Photo credit: Supreme Court building by Andrew Bardwell under Creative Commons CC BY 2.0, Marshall courtesy of alabamaag.gov, image composite by America’s 1stFreedom staff.
Alabama Attorney General Steve Marshall filed an amicus brief in the U.S. Supreme Court on Nov. 18 on behalf of Alabama and 20 other states asking the high court to hear a challenge to an anti-Second Amendment law in Maryland.
“The overwhelming majority of states recognize that the Second Amendment allows law-abiding citizens the right to bear arms outside their homes for self-defense,” said Marshall in a press release. “However, a handful of states have decided that citizens’ rights to possess a handgun outside their residence should apply only to when they meet certain limited criteria. In this case, a Maryland citizen was denied the fundamental right to self-defense because he failed to convince a bureaucrat that he faced some special danger to his safety.”
In the brief, Marshall says the “courts of appeals are deeply divided and the states are in need of guidance from [the U.S. Supreme Court].” Furthermore, he argues “the Second Amendment’s guarantee is a fundamental right that extends beyond the home.”
Brian Kirk Malpasso and the Maryland State Rifle and Pistol Association, plaintiffs in the case at hand, are challenging Maryland’s may-issue statute as an “unconstitutional burden on the Second Amendment’s right to keep and bear arms.”
Currently, Maryland is one of eight may-issue states in the nation. To obtain a concealed-carry permit in Maryland, a “good and substantial” reason must be provided. This determination is made by the Maryland State Police. Maryland also does not honor any concealed-carry permits from other states. Maryland Secretary of State Police William Pallozzi is named defendant in the case.
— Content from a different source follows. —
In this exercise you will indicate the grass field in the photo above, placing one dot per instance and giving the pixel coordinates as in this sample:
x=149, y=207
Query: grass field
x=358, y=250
“Because of this requirement, Maryland residents must prove they are under some extraordinary imminent threat in order to be granted a permit. This effectively bans most citizens from exercising their Second Amendment rights outside of their homes,” reported the NRA Institute for Legislative Action.
“In 2008, the United States Supreme Court ruled in District of Columbia v. Heller that the Second Amendment guarantees an individual right to keep and bear arms for self-defense. By denying Maryland residents the right to bear arms by carrying a firearm, the state is clearly violating the Court’s holding in Heller.”
Alabama is joined on the amicus brief by Alaska, Arizona, Arkansas, Georgia, Idaho, Indiana, Kansas, Louisiana, Mississippi Gov. Phil Bryant, Missouri, Montana, Nebraska, North Dakota, Ohio, Oklahoma, South Carolina, South Dakota, Texas, Utah and West Virginia. Alabama Solicitor General Edmund G. Lacour Jr. and Deputy Solicitor General A. Barrett Bowdre also joined Marshall on the brief.
The NRA also filed an amicus brief in support of the challenge, which concludes, “This Court should grant the petition to ensure that this Court’s clear and consistent Second Amendment teachings are faithfully applied by the lower federal courts in the context of carrying arms for self-defense in case of confrontation outside the home and to ensure that the constitutional rights of Maryland – and all American – citizens are protected.”
Maryland Shall Issue (MSI) applauded the NRA’s decision and said, “it is well past due time that the State of Maryland join each of its immediate neighbors and an overwhelming majority of the country in observing that the people have the natural and civil right to self-defense beyond their doorsteps. MSI will continue monitor this suit as it develops and offers its full support to the challenger and the NRA.”